Por cierto que mi afición por la lectura me llevó a episodios como cuando iba a cortar leña con Ana y Dominga. Mis pobres hermanas mientras le echaban al machete y reunían la leña, yo ponía de almohada una piedra y me recostaba para leer los cuentos que compraba en el cine.
LOS PENITENTES DE LA CEJITA
En la Semana Santa de 1963 ingresé a la cofradía de los Penitentes de La Cejita de la mano del padre Francisco Ligero. Un amigo mío me llevó al acto religioso que finalizó a medianoche. Dormí en la casa de Enrique cerca de lo que hoy es el grupo escolar porque me dio miedo irme para La Hoyada porque en La Peña del Burro espantaban.
¡Otra vez el rejo! Mi papá me esperaba y la pela no se hizo esperar. Cuando le hablé de los penitentes, en seguida cogimos carretera abajo y le llegó al Padre Ligero, llamándolo de todo. Estoy casi seguro que jamás el buen sacerdote llegó a admitir penitentes menores de edad en su cofradía.
APARECIÓ JOSE GREGORIO EN LA CEJITA
En una casa diagonal a lo que hoy es la panadería después de la alcantarilla a la entrada de La Cejita subiendo, cercano a la residencia de Memo Bracamonte una vez se armó tremendo alboroto: “Apareció José Gregorio”. Agarré mi caballito de acero y de un viaje fui a dar al lugar. En una repisa se veía a un señor con un sombrero parecido al Siervo de Dios que hoy está a punto de toparse en los altares con todas las de la ley del Vaticano. Como nunca faltan los que comulgan con lo de Santo Tomás, ver para creer, un hombre de unos 30 años sacó una filosa navaja y empezó a sacarle astillas a la repisa. La gente casi lo cuelga. Lo sacó a empujones del lugar. Hasta mis hermanas Dominga y Ana con mi mamá se acercaron a ver el milagro de “Mano Goyo” y, cuando ya venían de regreso se dieron cuenta que la menor se había perdido y al regresarse la encontraron, gracias a Dios nada le pasó.
Son algunos recuerdos de mi infancia como aquella vez que llegaron los padres misioneros a La Hoyada. Confesé mis pecados ante el par de sacerdotes y como el castigo que me impusieron me desagradó cogí las de Villadiego y salí corriendo para mi casa. En el camino cayó tremendo palo de agua.
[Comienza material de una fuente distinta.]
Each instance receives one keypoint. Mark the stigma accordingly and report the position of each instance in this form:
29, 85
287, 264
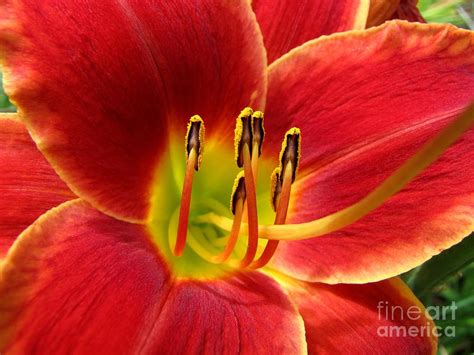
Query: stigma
249, 135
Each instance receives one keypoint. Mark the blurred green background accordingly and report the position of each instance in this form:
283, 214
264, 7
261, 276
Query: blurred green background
448, 277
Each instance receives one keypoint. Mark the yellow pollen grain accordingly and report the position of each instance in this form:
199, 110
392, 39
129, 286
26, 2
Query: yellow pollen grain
295, 131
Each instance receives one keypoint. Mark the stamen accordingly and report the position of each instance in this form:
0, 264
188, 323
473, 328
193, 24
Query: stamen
194, 150
281, 188
258, 137
237, 207
393, 184
275, 188
243, 145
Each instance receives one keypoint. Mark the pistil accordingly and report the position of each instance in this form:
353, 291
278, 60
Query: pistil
194, 148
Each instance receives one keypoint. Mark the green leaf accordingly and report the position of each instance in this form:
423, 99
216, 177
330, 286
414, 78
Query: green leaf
440, 267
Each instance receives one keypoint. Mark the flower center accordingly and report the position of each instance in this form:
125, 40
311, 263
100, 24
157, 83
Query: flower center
184, 193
Un relámpago me escandiló y le llegué a Silvestre Torres que iba delante de mí y me hice la raja que desde entonces llevo en mi frente.
¡La sanción de los misioneros era que comiera grama! ¡Zape!
Era tal mi apego a La Hoyada, que cuando papá y mamá decidieron mudarse para el barrio San Isidro de Valera, con el camión lleno de corotos tuvieron que esperarme porque yo estaba jugando una caimanera en el llano.
Me despedí de mis amigos, y varios meses después, hasta que me arropó la actividad valerana, estuve yendo para ese poblado de donde guardo tantos bonitos recuerdos como la amistad con Pedro Márquez, mi mejor amigo y su familia.
En una segunda etapa de mi existencia, en La Cejita conviví con mis hijas Beatriz y María junto a Belkys, esa es otra historia. Fui vecino de Memo Bracamonte, Luis Huz y Atilio Araujo, entre otros.